Question 7: Do you have any new ideas on how to bring in new businesses to Baldwin City?

Dillon said business will come, without the city recruiting i.

"If there is a market, the merchant will find it," Dillon said. "We are turning more and more into a bedroom community. We are not quite the size of city to be calling up Wal-Mart."

Krysztof said the city is missing out of a broader tax base because it doesn't have any land to offer businesses interested in locating in Baldwin.

"There are people out there that are interested in coming in," Krysztof said. "We have to get our infrastructure up to snuff. We have to show them where land is available."

He said he could have brought in four businesses in the past four years. One of them, he said, located in Ottawa and built a $600,000 building containing $1 million of equipment. He said that could have been part of Baldwin City's tax base.

Hayes said business should be done by the private sector. The city's responsibility is to provide quality utility services.

"I believe strongly enough that businesses want to come to Baldwin that I am risking my own money," Hayes said, referring to his own commercial undertaking. "As far as bringing it into the city, we do need to get the infrastructure on-line to service a potential client."

Hayes said high taxes may also be keeping businesses away.

"As far as roadblocks go, we have managed to erect quite a few of our own," Hayes said. "You can't look at a potential client as 'Well, he's got a million dollars worth of equipment, we can't wait to tax him.' We need to take a different approach. We need to look at how many people it will employ and how many jobs it will bring into our city. I think we need to be aggressive. I think we need to look at doing tax abatements in certain situations."

Green said the city needs to look at how it treats current business owners in the community. He said impact fees for construction, a high tax rate, and high utility rates don't make Baldwin City attractive to businesses.

"We need to look at how we treat people here now," Green said. "I don't see how we can attract any business with the conditions we have now."

Question 8: Why do you want to be mayor?

Krysztof said he wants to see some projects through to their completion.

"It has been a frustrating, enjoyable, challenging six years," Krysztof said. "... simply because I would say we are in the area of 60-75 percent of getting the city back to functioning where it should be, as far as the infrastructure goes.
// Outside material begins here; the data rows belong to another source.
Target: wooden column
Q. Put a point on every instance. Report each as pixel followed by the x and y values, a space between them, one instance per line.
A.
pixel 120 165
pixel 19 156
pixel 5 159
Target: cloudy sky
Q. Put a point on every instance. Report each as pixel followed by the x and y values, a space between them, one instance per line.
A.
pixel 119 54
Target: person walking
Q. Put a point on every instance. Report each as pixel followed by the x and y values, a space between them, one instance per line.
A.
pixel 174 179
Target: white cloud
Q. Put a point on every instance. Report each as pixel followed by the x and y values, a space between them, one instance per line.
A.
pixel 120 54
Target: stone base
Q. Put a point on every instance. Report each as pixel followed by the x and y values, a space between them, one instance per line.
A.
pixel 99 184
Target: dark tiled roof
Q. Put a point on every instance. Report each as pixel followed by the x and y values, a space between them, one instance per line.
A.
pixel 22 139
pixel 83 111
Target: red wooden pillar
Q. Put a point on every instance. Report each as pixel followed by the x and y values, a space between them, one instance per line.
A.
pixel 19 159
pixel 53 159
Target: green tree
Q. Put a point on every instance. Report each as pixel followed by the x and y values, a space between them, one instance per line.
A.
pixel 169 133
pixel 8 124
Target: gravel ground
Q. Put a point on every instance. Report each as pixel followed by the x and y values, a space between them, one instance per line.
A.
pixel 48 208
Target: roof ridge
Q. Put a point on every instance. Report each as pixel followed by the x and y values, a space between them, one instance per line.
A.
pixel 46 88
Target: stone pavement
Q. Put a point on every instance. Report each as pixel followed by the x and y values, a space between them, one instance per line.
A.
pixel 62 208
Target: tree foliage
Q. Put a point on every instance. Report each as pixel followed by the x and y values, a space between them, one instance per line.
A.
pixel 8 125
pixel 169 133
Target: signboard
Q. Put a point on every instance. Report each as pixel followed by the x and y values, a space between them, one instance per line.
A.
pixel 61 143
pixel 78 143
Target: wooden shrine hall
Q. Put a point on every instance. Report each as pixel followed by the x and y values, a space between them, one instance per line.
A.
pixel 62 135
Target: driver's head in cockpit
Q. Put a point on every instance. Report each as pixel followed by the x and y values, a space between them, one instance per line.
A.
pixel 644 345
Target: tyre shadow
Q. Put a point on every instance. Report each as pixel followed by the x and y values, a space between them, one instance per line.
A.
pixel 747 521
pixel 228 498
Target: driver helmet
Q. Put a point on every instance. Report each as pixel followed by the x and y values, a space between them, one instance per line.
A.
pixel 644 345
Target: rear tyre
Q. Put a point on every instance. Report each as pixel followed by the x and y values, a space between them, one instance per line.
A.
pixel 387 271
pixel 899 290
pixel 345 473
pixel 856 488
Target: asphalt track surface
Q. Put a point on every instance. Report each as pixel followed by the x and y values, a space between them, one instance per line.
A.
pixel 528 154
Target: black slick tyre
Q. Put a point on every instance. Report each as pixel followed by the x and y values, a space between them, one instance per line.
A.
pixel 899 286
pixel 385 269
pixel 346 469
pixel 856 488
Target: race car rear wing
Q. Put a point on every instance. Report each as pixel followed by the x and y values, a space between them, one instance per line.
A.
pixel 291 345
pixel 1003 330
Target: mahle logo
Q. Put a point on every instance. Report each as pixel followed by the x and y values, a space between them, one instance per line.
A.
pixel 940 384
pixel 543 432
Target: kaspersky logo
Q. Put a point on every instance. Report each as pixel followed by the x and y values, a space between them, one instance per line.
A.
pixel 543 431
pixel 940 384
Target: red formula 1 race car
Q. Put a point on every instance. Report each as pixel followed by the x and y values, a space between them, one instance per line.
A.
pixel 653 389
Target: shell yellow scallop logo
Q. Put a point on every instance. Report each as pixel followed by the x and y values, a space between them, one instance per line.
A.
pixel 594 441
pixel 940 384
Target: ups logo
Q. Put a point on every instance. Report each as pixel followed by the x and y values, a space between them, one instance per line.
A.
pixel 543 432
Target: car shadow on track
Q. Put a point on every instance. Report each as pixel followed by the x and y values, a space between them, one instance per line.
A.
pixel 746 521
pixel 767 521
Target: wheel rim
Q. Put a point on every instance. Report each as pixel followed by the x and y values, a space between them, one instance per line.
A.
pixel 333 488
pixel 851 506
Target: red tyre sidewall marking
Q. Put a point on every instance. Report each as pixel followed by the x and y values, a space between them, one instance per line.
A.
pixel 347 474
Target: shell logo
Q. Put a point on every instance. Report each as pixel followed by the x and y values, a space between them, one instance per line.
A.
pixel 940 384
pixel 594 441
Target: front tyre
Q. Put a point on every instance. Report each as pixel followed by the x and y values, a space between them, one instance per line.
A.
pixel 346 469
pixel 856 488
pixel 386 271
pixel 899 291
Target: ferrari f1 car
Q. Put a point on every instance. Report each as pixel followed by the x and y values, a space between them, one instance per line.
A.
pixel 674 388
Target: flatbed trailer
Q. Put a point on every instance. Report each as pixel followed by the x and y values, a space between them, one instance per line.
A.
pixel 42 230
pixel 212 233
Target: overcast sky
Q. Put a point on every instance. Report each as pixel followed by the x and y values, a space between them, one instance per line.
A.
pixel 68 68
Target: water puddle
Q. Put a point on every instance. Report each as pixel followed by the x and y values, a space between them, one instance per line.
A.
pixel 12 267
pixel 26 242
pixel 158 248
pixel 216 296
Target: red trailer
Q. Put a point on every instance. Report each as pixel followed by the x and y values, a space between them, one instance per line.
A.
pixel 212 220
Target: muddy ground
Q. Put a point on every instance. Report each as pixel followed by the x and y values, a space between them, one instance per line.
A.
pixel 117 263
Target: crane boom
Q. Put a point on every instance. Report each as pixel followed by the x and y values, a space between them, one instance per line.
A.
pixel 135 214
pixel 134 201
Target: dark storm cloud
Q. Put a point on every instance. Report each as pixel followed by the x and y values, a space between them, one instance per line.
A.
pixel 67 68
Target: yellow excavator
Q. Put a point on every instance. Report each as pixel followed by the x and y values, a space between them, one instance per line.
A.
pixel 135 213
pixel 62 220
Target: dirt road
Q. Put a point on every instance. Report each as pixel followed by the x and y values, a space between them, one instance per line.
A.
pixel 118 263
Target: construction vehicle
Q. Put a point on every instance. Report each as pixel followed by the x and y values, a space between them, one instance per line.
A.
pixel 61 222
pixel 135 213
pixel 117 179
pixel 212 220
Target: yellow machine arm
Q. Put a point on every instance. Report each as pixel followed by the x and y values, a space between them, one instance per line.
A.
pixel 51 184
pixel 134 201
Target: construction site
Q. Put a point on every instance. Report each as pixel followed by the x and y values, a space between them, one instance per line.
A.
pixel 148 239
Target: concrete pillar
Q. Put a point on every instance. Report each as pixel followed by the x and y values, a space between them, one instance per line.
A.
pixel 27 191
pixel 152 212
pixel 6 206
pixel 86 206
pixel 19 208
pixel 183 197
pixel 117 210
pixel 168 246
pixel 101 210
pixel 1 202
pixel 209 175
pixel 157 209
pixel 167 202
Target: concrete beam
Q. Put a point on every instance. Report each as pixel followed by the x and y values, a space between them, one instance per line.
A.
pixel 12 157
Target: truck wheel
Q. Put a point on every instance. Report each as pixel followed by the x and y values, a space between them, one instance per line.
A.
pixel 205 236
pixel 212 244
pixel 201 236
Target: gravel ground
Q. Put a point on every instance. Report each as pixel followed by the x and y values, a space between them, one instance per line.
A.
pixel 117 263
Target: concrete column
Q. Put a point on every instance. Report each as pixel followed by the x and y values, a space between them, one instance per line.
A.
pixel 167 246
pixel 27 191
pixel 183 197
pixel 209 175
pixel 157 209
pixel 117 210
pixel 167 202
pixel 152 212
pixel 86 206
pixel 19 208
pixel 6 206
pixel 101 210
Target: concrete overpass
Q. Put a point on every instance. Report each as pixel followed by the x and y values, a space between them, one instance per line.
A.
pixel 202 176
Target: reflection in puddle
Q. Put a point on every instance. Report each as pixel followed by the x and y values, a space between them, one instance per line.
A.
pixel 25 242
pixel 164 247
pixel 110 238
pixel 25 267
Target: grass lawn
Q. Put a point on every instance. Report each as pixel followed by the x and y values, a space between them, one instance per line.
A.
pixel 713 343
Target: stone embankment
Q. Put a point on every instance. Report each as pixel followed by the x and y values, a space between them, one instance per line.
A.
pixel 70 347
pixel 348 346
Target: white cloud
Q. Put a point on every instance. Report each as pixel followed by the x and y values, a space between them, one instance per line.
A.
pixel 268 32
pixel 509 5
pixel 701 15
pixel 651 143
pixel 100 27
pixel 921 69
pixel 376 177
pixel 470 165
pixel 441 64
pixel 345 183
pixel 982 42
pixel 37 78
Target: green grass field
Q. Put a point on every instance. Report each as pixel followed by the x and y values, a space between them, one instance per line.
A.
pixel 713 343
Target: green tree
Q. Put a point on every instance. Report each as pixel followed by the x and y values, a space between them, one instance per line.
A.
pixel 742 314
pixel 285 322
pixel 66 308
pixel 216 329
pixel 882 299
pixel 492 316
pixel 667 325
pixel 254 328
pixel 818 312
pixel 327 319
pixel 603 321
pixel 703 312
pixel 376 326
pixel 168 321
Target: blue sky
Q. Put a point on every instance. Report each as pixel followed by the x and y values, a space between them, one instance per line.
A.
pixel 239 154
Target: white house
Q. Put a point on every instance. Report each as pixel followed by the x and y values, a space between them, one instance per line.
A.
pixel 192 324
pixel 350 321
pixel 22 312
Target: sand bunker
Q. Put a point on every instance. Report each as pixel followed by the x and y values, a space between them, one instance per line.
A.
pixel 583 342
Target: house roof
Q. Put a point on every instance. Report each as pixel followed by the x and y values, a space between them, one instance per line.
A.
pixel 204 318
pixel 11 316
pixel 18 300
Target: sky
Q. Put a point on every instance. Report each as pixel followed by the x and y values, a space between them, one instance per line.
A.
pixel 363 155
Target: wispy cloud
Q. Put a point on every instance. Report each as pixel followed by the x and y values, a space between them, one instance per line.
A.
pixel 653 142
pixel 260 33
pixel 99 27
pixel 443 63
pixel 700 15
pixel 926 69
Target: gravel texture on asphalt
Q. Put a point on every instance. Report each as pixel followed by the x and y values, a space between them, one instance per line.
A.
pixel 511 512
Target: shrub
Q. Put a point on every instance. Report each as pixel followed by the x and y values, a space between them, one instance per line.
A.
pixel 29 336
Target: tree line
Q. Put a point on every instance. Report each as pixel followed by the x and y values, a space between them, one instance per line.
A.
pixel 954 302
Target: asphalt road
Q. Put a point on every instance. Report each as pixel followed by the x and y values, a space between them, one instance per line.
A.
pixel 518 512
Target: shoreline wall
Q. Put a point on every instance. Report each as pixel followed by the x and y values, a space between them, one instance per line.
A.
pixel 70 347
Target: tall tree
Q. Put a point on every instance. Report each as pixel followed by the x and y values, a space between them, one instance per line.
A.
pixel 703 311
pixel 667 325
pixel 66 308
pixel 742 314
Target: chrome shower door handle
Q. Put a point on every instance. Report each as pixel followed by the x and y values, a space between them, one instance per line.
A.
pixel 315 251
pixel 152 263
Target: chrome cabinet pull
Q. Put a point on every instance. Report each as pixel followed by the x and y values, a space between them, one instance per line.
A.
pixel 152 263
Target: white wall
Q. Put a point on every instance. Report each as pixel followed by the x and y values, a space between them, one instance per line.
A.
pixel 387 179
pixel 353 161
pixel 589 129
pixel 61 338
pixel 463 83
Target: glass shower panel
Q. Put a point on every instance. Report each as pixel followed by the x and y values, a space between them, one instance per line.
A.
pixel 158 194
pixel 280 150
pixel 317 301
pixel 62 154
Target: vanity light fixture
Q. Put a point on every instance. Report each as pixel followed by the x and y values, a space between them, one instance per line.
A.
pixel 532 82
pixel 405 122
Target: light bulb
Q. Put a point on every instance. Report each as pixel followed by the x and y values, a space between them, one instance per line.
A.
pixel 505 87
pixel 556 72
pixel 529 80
I want to see it through."

Hayes said he wants to positively influence Baldwin City.

"I'm interested in the city," Hayes said. "I want to live here for the rest of my life. I want to have a positive affect."

Green said he is willing to take on a thankless job to better the city.

"I find myself asking why I think so much differently (than the mayor and city council)," Green said. "It is a thankless job. I do admire and respect people who come forward and dedicate their time to the city. I decided that's what I need to do."

Dillon said the job would be a learning experience and one he could do well.

"I think I can be an affective person to lead the community," he said.